Если бы весна была на дворе, не привез бы Яшка девку обратно в родимый дом, кинулась бы она в омут, и все бы страдания разом кончились. Но зима стояла на самом переломе, мороз палил, лес тихо позванивал обледеневший, когда ехали суземьем и порой задевали широкими обводами саней придорожный ольшаник. Тайка лежала, укутавшись в шубу, и не слышно было ее, не видно, словно везли покойника. Яшка уже пришел наутро в себя и, проводив землемера в Совполье, выслушав его грозные наставления, стал крепко думать, как бы выпутаться из беды. Ему было жаль Тайку, он вспомнил, как носил девку на руках, и в душе вместо вины рождалось почему-то легкое смущение.
В полдень въехали во двор. Яшка уже приготовился обороняться, ожидал, как сейчас выскочит из сеней хозяин и начнет матерно лаять и собачиться. Но, видно, самого где-то не было в доме, ушел по делам в деревню, потому что встретила Августа; едва сошла с крыльца: совсем опухла баба от водянки и с трудом переставляла ноги, волосы растрепались и выбивались на желтое рыхлое лицо седыми прядями.
– Что-то скоро нагостилась? – спросила Августа у дочери, но Тайка не ответила, с посторонним взглядом прошла мимо, каменно поднялась по ступенькам в сени, мать проводила девку взглядом и пожала плечами.
– Что с ней? Прошла как удивленная. С матерью нынче и не здоровкаются...

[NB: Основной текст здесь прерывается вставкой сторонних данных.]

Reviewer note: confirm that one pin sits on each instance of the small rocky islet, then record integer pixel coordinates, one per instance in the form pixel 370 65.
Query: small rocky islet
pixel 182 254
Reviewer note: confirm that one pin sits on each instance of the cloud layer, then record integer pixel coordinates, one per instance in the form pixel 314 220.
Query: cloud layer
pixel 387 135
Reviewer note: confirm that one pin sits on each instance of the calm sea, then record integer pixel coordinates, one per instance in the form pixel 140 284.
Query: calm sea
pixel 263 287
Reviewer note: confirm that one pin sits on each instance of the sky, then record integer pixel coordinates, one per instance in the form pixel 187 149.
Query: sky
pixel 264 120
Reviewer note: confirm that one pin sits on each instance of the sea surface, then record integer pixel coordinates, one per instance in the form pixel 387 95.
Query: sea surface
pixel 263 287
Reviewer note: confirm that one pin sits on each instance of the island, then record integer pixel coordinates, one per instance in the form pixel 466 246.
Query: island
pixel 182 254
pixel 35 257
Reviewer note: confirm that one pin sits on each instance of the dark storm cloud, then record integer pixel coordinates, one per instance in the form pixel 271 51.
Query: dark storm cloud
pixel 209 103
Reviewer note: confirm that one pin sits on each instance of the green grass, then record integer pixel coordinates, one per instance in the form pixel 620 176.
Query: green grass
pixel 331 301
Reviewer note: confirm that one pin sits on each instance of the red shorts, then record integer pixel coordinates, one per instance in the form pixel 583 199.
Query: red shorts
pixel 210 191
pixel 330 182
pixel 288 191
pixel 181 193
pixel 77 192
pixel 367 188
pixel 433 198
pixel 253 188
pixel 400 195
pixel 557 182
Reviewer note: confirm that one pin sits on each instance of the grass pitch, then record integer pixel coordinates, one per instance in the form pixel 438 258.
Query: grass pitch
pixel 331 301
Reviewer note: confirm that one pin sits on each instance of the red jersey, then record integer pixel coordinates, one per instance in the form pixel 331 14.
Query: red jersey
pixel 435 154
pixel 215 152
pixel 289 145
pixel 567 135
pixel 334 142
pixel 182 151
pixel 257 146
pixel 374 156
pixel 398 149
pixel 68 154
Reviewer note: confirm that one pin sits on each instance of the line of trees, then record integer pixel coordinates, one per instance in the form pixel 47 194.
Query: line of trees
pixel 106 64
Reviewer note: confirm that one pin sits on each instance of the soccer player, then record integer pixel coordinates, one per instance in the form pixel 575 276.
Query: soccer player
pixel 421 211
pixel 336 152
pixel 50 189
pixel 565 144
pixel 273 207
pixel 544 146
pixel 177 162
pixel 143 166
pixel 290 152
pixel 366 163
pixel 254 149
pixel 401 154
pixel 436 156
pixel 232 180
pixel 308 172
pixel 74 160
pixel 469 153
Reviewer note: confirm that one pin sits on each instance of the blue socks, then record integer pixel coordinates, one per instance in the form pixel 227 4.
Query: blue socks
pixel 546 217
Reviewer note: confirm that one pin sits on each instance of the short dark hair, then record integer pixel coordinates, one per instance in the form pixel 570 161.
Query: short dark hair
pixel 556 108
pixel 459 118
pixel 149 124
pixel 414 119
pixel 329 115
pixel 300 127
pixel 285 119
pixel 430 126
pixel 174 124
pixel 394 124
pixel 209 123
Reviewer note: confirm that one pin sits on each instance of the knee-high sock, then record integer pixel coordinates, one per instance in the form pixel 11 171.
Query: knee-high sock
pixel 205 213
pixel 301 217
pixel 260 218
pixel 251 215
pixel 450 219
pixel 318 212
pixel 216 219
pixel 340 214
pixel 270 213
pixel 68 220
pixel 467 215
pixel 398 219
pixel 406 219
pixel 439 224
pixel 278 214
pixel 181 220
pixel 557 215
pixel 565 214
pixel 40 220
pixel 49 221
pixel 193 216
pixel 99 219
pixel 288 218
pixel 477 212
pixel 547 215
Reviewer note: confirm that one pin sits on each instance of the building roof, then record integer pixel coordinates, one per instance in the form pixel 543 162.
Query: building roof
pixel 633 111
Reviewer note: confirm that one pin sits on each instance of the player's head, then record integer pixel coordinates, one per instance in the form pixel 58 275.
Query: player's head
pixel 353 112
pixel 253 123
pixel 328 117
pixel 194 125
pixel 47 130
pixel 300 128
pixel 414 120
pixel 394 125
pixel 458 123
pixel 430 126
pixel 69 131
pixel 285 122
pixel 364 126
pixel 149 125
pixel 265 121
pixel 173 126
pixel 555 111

– Барин ее снасилил, – угрюмо сказал Яшка, не показывая лица из-за лошади. Так ему было ловчее говорить.
– Как снасилил? Полно тебе молоть-то ерунду.
– Кабы ерунду молоть, – хрипло сказал Яшка, и Августа почему-то сразу уверилась, что говорят истинную правду, да и этим ведь не шутят, припомнила меловое лицо дочери, всплеснула руками, натужно дыша, поспешила, как могла, в избу.
– Как же это, а? Что же это на свете белом деется? Доченька ты моя, красавушка ненаглядная, – сразу больно резануло сердце, и почувствовала Августа, как близка ей и любима дочь.
Она нашла Тайку в горенке. Дочь лежала пластом на кровати, тупо глядела в потолок и не шевельнулась, когда мать переступила порог. На белом лице зеленые глаза казались черными.
– Ты не лежи молчком, ты поплачь, осподи, – робко подсела подле, стала гладить льняные дочерние волосы, еще не решалась спросить о главном, да и не было уже нужды спрашивать...
«Ой грех-от, ой грех-от, – думала, как теперь жить девке. – Ой, чуяла я беду, уж так сердце стогнуло, когда из светелки смотрела на дочь. А тот-то, басурман, развалился, прости Господи, как беременная баба, не шевельнулся. Ой, тятька, тятька, где-то бродишь по деревне, а не знаешь еще нашей беды, на свою голову привечал-поил нехристя окаянного, а он надругался, набесчетил нашу красавушку. Знатье бы такое, заранее бы отвел беду от ворот, на амбарный замок запер горенку, чтобы нечистая сила не поманывала девку. Она, она, проклятая, смутила душу...»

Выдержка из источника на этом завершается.